Zündfunke war ein Beschluss des Oberverwaltungsgerichts Lüneburg vom 24. Januar: Die Landkreise Lüchow-Dannenberg und Uelzen hatten einem Unternehmen untersagt, Blaue Tonnen aufzustellen. Das Verbot werde „einer Überprüfung im Hauptsacheverfahren voraussichtlich nicht standhalten“, heißt es in dem Beschluss. Das entspricht dem bundesweiten Trend der Altpapier-Rechtsprechung. Die Landkreise streckten die Waffen. Entsorgungsunternehmer Schmidt hatte schon im November sein Blaue Tonnen-Projekt auf den Weg gebracht. „Das war ein gewisses Risiko.“ Die anderen hätten die Entwicklung verschlafen. Auf „eine vernünftige Lösung“ hoffe er immer noch: „Wir sind doch alle Christen.“

Auch Schmidt hatte gemeinnützige Vereine kontaktiert: Er kooperiert mit zwei Fußball-Clubs, die aus dem bisherigen Verbund ausscherten.

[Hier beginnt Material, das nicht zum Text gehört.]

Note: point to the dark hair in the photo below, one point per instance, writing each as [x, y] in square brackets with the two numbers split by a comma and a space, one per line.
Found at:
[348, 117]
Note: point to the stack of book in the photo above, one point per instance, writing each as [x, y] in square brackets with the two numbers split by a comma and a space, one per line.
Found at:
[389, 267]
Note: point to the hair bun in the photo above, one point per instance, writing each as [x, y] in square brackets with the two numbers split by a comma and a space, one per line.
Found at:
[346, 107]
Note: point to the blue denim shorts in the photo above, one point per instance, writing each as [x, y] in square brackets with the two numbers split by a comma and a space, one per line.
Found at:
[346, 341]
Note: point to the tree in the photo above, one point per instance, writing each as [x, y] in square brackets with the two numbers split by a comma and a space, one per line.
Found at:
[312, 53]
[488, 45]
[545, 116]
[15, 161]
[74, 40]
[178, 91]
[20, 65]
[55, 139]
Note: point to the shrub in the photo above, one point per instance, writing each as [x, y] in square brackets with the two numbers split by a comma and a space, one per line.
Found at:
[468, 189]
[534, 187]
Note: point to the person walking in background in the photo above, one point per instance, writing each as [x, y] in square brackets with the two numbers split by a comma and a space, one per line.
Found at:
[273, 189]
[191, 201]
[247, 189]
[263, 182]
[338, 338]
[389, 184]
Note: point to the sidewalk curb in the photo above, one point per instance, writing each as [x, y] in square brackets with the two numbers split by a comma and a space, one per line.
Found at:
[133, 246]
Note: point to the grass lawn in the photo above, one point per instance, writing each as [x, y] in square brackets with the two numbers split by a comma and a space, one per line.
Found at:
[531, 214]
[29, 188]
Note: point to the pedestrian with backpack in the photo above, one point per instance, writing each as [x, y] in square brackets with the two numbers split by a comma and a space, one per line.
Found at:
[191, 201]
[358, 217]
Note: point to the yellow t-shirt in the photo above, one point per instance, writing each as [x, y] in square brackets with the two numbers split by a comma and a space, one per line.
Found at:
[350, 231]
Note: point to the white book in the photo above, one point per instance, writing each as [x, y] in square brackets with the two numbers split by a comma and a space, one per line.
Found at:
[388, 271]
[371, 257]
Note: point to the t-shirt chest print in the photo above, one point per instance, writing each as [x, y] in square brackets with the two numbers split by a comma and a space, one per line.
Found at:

Und mit dem weltanschaulich neutralen Newcomer Cape Kids, der in den Townships von Südafrika Schulen aufbaut. Mehrere 1.000 Euro Einnahmen jährlich versprach sich der Verein davon. Auch Diözesanreferent Sidelies nennt das „ein gutes Projekt“. Die Anfrage Schmidts habe man seinerzeit abgelehnt, räumt er ein. „Das war damals eine andere Rechtslage“, sagt er. „Eine Blaue Tonne – das kam für uns nicht in Frage.“ Jetzt allerdings schon. Mit den bewährten Partnern Marthen, Augustin und Klumpe.

Sidelies sieht sich auf der Siegerstraße. „Es scheint ein bisschen so, als hätten wir die Nase vorn.“ Auch wenn man später dran ist mit der Auslieferung: Schmidts Tonnen nämlich werden nur schleppend angenommen. Die Behälter stehen auf den Bürgersteigen. Mitunter werden sie sogar umgekippt. Der Lingener Stadtverkehr ist zwar nicht besonders dicht, aber immerhin… „Die Stadt Lingen erwartet, dass die Firma E.S. Entsorgungsservice Emsland die nicht angenommenen Blauen Tonnen unverzüglich wieder einsammelt“, ließ der Oberbürgermeister vorgestern verbreiten. Gestern stand es in der Lingener Tagespost. Auch eine Zeitung von gestern hat so ihren Wert.